I think such a design only really has two ways to come into being:
- as fighter, as means to conserve hangar space (similar to quick-detachable or foldable wings on old carrier planes)
... But I think we should first see the much more obvious and (in-universe) simple/solid solution of fighters receiving different loadouts depending on their target, before we see a fighter with on-the-fly switchable weaponry. - as a pipedream design of some design bureau inventing new work for themselves (like german post-Bismarck battleship designs)
In the Starsector setting, where blueprints are the ultimate ressource, that does not mean the ship cannot work, but it should probably be pitched as such.

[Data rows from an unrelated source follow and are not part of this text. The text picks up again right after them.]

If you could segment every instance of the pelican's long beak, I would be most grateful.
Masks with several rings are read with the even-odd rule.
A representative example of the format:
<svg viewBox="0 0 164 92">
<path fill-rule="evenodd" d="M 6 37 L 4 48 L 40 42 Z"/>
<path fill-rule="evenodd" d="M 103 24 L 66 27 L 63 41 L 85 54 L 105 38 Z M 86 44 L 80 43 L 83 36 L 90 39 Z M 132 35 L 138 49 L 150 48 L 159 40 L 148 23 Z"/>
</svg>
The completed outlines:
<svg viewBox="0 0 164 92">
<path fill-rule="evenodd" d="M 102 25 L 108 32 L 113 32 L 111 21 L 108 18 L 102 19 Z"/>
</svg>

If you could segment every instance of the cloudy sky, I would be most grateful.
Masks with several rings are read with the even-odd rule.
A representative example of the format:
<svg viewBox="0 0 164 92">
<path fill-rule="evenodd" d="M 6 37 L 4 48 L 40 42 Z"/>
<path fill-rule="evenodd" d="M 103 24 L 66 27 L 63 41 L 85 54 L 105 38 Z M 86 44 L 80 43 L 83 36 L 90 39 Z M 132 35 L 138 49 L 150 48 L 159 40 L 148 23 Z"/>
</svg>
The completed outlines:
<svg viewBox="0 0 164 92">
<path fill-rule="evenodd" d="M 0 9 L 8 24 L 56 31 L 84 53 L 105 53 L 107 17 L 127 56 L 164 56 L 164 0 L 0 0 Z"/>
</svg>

... As a side-note, on a pre-shields design, maybe
collapsible weapon mounts, specifically with faster repair time and armor bonus (when closed) to the contained weapon, seems to me like a much more likely development (and has the added charme, that mods already provide some such vessels, making for less effort in implementation).
Anyway, not much critique at the ship design itself. ... Just... it would be nice, if we could keep down on the "obviously 2D" designs - currently the Colossus variants and come next update also the Invictus look a lot as if they were designed
within a 2D world, with their brick-y hull shape and the turrets concentrated on one side of what looks like a wide front, as if in 3D there were a large dead zone around the ship, where those turrets could not aim. These designs kind of cry for mounts
below or
on the opposite side, but unless we'd get rotatable 3D designs in the refit menu, that would seem like quite an UX downgrade. Even a "flip ship" button that only switches between top and bottom of the ship would probably at first rather confuse. Considering that most designs avoid this problem to begin with by looking appropriately angled (and relying on the
Space is an Ocean trope), I think that's not currently desirable.
As such, I think the optical design of the swapping parts should look differently from the sketch, e.g. as if the two cannons rotated around a common axis orthogonal to the view, or as a hatch that swallowed one weapon to shortly afterward spit out the other.